Later that week, I sat in another session, this time
with a man who had been struggling with debilitating anxiety for
years. He was frustrated and tired and at the end of a long list of
medications that he had tried but were never the right mix. He was
feeling lost and hopeless and like the day was never going to come
when he would be able to function like himself again. My heart broke
for him. Anxiety is difficult, but it wasn't even that piece of what
he was saying that resonated with me at that time. It was the
waiting. The endless trying, the feeling that door after door was
being closed and the number of doors remaining open was dwindling to
nothing. It was the desperation in his voice and the pleading in his
eyes that gripped my heart and just twisted it. I heard myself in
his struggle. He was treading water but losing hope of a rescue fast
and I could relate more than he could ever know.
“Sometimes, you just have to keep trying,” I said.
Even as the words came out of my mouth I didn't know if I believed
them. Maybe there wasn't hope for either of us. Maybe this really
was it. Maybe this was all we had to look forward to, more of the
same. “We don't always get to choose when things finally click,”

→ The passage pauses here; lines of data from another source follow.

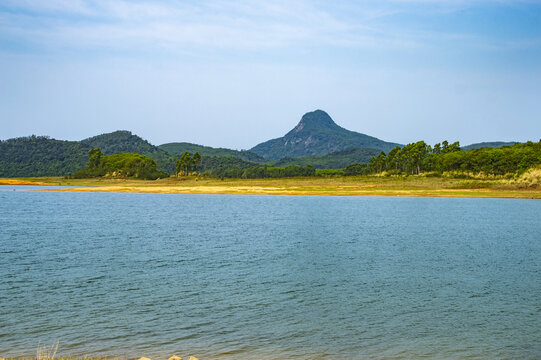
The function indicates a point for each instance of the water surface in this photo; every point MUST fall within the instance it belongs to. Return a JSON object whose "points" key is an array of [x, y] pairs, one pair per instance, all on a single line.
{"points": [[269, 277]]}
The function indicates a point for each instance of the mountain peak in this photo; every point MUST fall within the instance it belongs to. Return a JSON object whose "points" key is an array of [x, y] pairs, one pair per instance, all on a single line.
{"points": [[317, 134], [315, 119]]}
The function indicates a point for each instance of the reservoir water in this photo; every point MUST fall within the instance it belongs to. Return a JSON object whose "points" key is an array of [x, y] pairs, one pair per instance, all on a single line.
{"points": [[269, 277]]}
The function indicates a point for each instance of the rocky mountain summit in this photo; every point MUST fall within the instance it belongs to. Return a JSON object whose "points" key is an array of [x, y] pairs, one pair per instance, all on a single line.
{"points": [[317, 134]]}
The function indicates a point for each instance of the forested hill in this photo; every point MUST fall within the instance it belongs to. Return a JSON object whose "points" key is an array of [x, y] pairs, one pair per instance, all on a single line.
{"points": [[178, 148], [124, 141], [317, 134], [493, 144], [336, 160], [41, 156]]}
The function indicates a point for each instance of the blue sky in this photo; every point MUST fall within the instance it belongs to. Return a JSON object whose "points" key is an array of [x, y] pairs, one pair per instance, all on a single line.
{"points": [[235, 73]]}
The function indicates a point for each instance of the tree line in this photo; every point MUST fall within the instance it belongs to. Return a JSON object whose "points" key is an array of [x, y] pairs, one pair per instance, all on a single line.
{"points": [[418, 157], [123, 165]]}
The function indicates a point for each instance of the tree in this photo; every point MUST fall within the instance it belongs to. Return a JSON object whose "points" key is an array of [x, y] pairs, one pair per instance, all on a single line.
{"points": [[184, 164], [196, 161], [94, 158]]}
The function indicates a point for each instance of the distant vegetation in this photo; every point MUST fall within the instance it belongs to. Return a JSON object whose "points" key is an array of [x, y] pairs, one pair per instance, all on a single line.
{"points": [[123, 165], [263, 172], [419, 157], [316, 146], [336, 160], [124, 141], [317, 134], [40, 156], [182, 147], [488, 144]]}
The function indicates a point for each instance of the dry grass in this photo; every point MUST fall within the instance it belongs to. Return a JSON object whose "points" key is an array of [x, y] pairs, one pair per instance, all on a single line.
{"points": [[531, 178], [391, 185]]}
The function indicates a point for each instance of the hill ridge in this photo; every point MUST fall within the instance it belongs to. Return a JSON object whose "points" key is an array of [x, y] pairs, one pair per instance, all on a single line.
{"points": [[317, 134]]}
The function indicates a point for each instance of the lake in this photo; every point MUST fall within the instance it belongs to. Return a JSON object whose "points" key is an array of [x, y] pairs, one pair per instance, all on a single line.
{"points": [[269, 277]]}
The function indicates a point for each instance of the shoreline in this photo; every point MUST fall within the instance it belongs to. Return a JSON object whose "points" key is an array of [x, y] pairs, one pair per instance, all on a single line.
{"points": [[362, 186]]}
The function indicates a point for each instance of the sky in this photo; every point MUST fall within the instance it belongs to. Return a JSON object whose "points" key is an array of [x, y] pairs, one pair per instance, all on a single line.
{"points": [[234, 73]]}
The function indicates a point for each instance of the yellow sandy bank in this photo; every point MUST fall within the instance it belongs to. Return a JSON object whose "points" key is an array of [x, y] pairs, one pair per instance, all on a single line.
{"points": [[355, 186]]}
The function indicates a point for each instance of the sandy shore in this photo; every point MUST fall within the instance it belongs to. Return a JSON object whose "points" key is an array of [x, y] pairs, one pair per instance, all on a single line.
{"points": [[367, 186]]}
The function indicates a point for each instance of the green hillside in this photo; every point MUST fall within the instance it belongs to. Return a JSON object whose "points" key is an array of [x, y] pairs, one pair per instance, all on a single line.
{"points": [[178, 148], [317, 134], [493, 144], [336, 160], [124, 141], [41, 156]]}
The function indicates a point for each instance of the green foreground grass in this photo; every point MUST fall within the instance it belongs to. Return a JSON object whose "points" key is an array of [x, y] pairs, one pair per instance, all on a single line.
{"points": [[446, 186]]}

I said. “Sometimes we have to keep looking until. And we
just have to have faith that until is coming and someday we will
look back and be stronger for the journey.” I was talking to him,
but I was hearing my words in my own heart and at that moment I just
couldn't hold it in any longer. I don't know if it was because I was
the one talking for a change and the waver of my voice gave me away
or if the subject matter just hit way to close to home but with
horror I felt the tears begin to run down my cheeks. I jumped up to
grab a tissue from the box beside my couch and quickly attempted to
pull myself together. As I feared, my client immediately asked if I
was okay, which as a human I appreciated but as a clinician made me
cringe. “I'm fine,” I assured him, trying to sound convincing.

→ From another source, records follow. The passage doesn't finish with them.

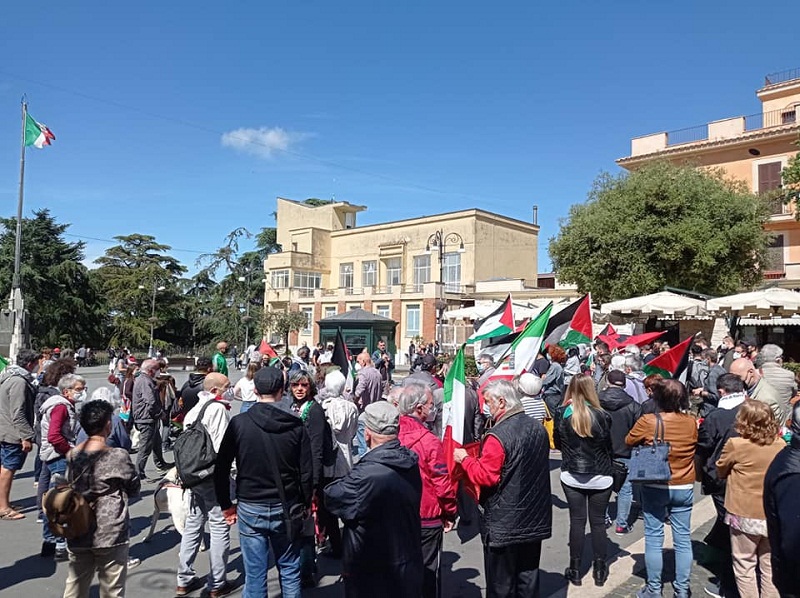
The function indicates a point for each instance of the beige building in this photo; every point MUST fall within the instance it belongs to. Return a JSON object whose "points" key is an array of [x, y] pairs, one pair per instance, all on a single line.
{"points": [[753, 149], [408, 270]]}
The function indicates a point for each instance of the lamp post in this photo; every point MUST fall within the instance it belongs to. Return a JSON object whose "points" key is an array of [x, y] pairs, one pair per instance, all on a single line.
{"points": [[440, 241], [156, 288]]}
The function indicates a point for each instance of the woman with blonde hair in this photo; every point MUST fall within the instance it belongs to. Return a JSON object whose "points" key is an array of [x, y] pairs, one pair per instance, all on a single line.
{"points": [[582, 433], [744, 462]]}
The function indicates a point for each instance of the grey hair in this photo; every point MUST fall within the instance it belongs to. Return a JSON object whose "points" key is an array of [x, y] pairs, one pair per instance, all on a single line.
{"points": [[634, 362], [485, 356], [68, 381], [334, 383], [769, 353], [413, 395], [503, 388]]}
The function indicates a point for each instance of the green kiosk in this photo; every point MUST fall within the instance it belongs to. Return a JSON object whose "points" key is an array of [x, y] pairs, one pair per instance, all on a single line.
{"points": [[360, 329]]}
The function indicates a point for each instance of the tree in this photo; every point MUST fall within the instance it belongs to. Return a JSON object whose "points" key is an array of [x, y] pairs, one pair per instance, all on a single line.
{"points": [[282, 323], [663, 225], [60, 295], [131, 274]]}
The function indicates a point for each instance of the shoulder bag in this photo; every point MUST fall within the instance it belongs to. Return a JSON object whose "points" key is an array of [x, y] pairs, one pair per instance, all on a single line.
{"points": [[650, 463]]}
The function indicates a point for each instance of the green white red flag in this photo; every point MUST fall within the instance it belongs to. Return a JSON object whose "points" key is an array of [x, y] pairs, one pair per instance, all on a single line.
{"points": [[498, 323], [37, 134]]}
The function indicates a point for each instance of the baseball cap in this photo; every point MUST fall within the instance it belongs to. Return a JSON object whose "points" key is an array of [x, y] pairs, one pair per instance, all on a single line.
{"points": [[268, 381], [382, 417]]}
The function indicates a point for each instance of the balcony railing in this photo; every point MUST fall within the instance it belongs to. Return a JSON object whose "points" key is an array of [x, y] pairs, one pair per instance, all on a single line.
{"points": [[782, 77], [752, 122]]}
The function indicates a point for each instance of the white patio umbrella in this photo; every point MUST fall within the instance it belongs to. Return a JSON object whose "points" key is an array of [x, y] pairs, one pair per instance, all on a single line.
{"points": [[774, 301], [657, 304]]}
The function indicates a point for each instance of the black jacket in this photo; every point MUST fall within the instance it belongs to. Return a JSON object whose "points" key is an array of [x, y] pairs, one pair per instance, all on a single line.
{"points": [[519, 509], [379, 503], [624, 412], [191, 389], [712, 435], [781, 489], [590, 455], [246, 441]]}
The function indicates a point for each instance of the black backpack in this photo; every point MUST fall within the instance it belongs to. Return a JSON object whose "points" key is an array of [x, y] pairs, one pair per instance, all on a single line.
{"points": [[194, 452]]}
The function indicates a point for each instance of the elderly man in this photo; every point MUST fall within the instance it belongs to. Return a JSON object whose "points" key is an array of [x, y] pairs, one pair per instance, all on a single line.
{"points": [[438, 505], [147, 415], [218, 360], [757, 387], [379, 502], [16, 424], [512, 469], [781, 489], [770, 362], [214, 413]]}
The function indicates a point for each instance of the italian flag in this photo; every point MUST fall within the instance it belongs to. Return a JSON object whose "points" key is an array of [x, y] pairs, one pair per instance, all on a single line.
{"points": [[37, 134], [498, 323], [576, 331], [526, 346], [671, 364], [454, 408]]}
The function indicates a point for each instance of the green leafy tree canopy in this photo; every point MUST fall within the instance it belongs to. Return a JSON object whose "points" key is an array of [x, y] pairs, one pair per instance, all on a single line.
{"points": [[663, 225]]}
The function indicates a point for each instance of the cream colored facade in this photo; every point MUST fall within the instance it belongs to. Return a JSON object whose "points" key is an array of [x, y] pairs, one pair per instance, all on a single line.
{"points": [[329, 264], [752, 149]]}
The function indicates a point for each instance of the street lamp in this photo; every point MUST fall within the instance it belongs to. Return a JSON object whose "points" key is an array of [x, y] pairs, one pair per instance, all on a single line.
{"points": [[156, 288], [439, 240]]}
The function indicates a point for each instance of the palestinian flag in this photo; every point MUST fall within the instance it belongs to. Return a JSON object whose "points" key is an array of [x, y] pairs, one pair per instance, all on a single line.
{"points": [[498, 323], [577, 331], [571, 324], [266, 349], [526, 346], [454, 409], [672, 363], [37, 134], [341, 357]]}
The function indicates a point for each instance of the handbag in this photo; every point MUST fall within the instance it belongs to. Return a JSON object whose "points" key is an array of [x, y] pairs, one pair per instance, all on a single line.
{"points": [[619, 474], [549, 425], [650, 463]]}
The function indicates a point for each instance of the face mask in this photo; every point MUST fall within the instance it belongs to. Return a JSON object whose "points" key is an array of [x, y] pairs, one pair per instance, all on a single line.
{"points": [[431, 415]]}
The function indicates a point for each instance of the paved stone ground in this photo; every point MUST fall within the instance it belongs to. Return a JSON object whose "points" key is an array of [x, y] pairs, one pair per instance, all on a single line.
{"points": [[24, 574]]}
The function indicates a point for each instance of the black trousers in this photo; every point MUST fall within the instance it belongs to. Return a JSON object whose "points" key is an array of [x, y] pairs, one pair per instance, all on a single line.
{"points": [[149, 441], [432, 538], [512, 571], [594, 503]]}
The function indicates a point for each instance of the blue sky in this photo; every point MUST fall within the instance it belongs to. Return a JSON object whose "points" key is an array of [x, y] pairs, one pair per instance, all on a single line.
{"points": [[409, 108]]}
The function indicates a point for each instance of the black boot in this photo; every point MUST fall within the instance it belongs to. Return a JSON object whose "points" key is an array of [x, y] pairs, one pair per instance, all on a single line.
{"points": [[573, 572], [600, 571]]}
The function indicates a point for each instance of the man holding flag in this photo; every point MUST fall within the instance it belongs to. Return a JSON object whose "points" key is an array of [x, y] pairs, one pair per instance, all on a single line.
{"points": [[511, 470]]}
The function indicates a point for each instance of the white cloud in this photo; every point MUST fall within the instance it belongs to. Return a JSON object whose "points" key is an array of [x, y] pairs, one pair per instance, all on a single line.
{"points": [[263, 142]]}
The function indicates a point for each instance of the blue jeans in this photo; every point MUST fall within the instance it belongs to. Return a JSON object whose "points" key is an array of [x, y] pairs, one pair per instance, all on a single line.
{"points": [[657, 505], [624, 498], [258, 526], [58, 466]]}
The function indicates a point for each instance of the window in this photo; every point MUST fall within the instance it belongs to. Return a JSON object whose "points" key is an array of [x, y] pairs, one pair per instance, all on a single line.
{"points": [[280, 279], [422, 271], [309, 314], [369, 274], [451, 272], [394, 271], [306, 282], [346, 277], [412, 320]]}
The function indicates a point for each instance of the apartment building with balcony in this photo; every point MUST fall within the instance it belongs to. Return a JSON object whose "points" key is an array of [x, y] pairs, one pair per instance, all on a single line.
{"points": [[408, 270], [754, 149]]}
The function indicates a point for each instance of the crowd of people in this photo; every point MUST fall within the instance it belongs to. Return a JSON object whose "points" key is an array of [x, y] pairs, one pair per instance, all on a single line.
{"points": [[311, 462]]}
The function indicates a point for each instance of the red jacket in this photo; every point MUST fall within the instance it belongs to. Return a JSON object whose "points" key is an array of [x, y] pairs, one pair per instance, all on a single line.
{"points": [[438, 494]]}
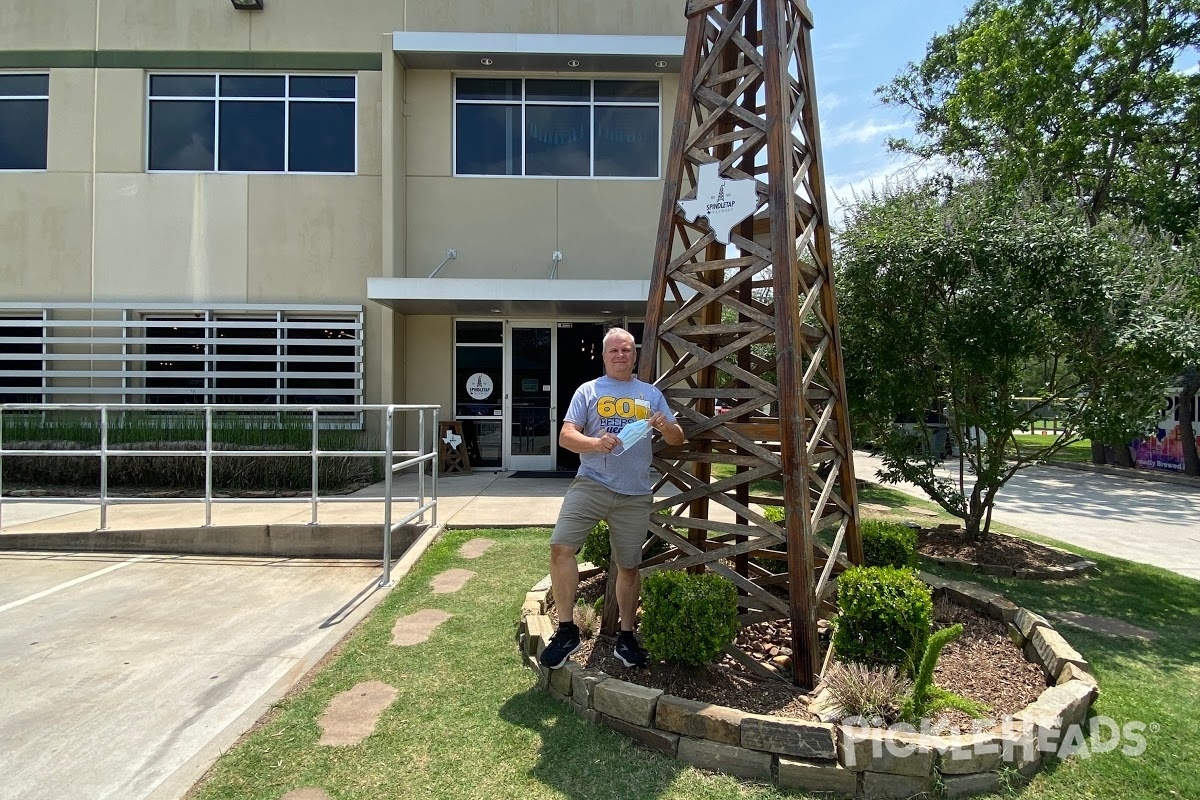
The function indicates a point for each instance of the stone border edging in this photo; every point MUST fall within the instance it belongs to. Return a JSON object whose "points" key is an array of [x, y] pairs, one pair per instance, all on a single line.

I decided in that moment to cut my losses and attempt to just speak
to him person to person. I let him know that he isn't alone. That
so many things in life are outside of our control and that you just
do your best within that reality. You control the things that you
can, and have faith that the rest will work itself out. But I
reminded him that giving up, while an option only robs us of the
future that we are capable of creating. I promised him that I plan
to never give up on what I want and I encouraged him to fight right
along with me. I believe, well I hope that he appreciated the
honesty and if nothing else could at least feel a little less alone
in that moment, in that struggle.
In the moment I however, was mortified. But I share
this experience with you because I think that often, when navigating
infertility, we try to be so strong. We have to be, there is no
other choice. We have to live our lives regardless. The world
doesn't just stop because you have reproductive issues. But those
moments are going to come when you break. And that's okay too.
You're human and it's incredibly painful to want a child of your own
so badly, and feel this dream slip through your fingers month after
month after month. So forgive yourself when those human moments
happen. And when it passes, and you feel yourself regain your
strength, you pick yourself up and continue on, knowing that someday
all of this pain will be worth it, and that you are never alone.